With all the builder functions in one place, they are also usable everywhere, even when they shouldn’t be. It would be nice if the DSL helped enforce more structure. We could break up the BodyTag class into “block” and “inline” variants in this particular case, but if our needs get more complex, issues will start to arise.

  • Having these builder functions sprinkled in anywhere they need to be accessible, even if they’re one-liners like most of these, is unnecessary code duplication.
  • The anchor tag a href builder has a useful customization where the address can be specified immediately, but if we want that anywhere an a tag is allowed, each version will need to have that same addition, and updating or changing it later will require keeping them all in sync… now that’s really starting to smell. It’s time to step back and rethink this a bit.

Ordinarily, how an object is constructed is a job for the class, not what’s using the object. Normal constructors, of course, go in the class definition, and even if an object’s creation is complex enough to use something like a factory pattern, it’s going to be closely tied to the object in some way. Is there a way we can keep these builder functions in one place, but make them available everywhere they’re allowed?

Well, yes, of course. This would be a very anticlimactic post otherwise.

It isn’t possible to import individual functions, but it is possible to put functions with default implementations into an interface and extend it in multiple places.
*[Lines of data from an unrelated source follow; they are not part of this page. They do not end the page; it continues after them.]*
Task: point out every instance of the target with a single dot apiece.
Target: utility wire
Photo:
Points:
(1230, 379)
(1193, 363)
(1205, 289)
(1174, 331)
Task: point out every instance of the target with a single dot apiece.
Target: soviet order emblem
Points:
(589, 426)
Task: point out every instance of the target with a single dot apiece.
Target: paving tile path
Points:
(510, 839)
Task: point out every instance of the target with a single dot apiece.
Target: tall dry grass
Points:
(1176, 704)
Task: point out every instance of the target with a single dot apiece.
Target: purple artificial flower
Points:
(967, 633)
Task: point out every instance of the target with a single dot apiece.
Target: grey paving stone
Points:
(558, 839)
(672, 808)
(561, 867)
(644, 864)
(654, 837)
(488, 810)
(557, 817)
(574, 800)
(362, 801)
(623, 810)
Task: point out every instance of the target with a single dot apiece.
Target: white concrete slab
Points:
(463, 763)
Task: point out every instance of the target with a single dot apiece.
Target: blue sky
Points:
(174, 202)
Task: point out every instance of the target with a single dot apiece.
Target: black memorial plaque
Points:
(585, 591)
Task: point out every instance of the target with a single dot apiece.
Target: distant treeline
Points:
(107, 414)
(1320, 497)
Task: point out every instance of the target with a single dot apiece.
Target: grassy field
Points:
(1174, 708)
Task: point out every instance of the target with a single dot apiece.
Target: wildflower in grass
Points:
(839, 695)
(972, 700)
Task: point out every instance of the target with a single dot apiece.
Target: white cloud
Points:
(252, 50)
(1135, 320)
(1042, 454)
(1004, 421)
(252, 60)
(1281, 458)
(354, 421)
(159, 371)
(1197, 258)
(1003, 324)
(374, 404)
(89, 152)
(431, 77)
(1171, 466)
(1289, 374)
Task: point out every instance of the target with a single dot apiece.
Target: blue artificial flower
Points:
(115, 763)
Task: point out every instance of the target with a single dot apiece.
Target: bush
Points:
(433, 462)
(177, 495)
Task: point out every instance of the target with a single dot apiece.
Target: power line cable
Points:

The interface can even (usually) be nested inside the class itself to keep things very neat and tidy.

/**
 * This interface gives the various Builders access to functions they need.
 * The `Tag` class was modified slightly to add this interface, it already has the implementation.
 */
interface BuilderBase {
    fun <T : Element> initTag(tag: T, init: T.() -> Unit): T
}
// If some builders tend to be bundled together, another interface can collect them
interface ContainsInlineTags : BBuilder, ABuilder
interface ContainsBlockTags : P.Builder, H1.Builder

// These interfaces will pull in the builder functions, and since they have default implementations
// that any Tag is already able to use, all that's needed is to extend them.
class Body : TagWithText("body"), ContainsBlockTags, ContainsInlineTags

// A Tag with its builder function interface embedded in the class.
class P : TagWithText("p"), ContainsInlineTags {
    interface Builder : BuilderBase {
        fun p(init: P.() -> Unit) = initTag(P(), init)
    }
}
class H1 : TagWithText("h1"), ContainsInlineTags {
    interface Builder : BuilderBase {
        fun h1(init: H1.() -> Unit) = initTag(H1(), init)
    }
}

// Unfortunately, embedding the interface gets trickier when tags are more recursive. Doing it as
// above results in an inheritance cycle. If you've got an approach that gets around this, I'd love
// to hear about it.

interface BBuilder : BuilderBase {
    fun b(init: B.() -> Unit) = initTag(B(), init)
}
class B : TagWithText("b"), ContainsInlineTags

interface ABuilder : BuilderBase {
    fun a(href: String, init: A.() -> Unit) {
        val a = initTag(A(), init)
        a.href = href
    }
}
class A : TagWithText("a"), ContainsInlineTags {
    var href: String
        get() = attributes["href"]!!
        set(value) {
            attributes["href"] = value
        }
}

By keeping builder functions in one place, users of the DSL will have a more consistent experience, it becomes very easy to put builders only where they make sense, and developers will be able to make changes more easily. In addition, this approach is optional for every class involved, and if a different style of builder is warranted in one place, it can be implemented and the default version from the class can be ignored.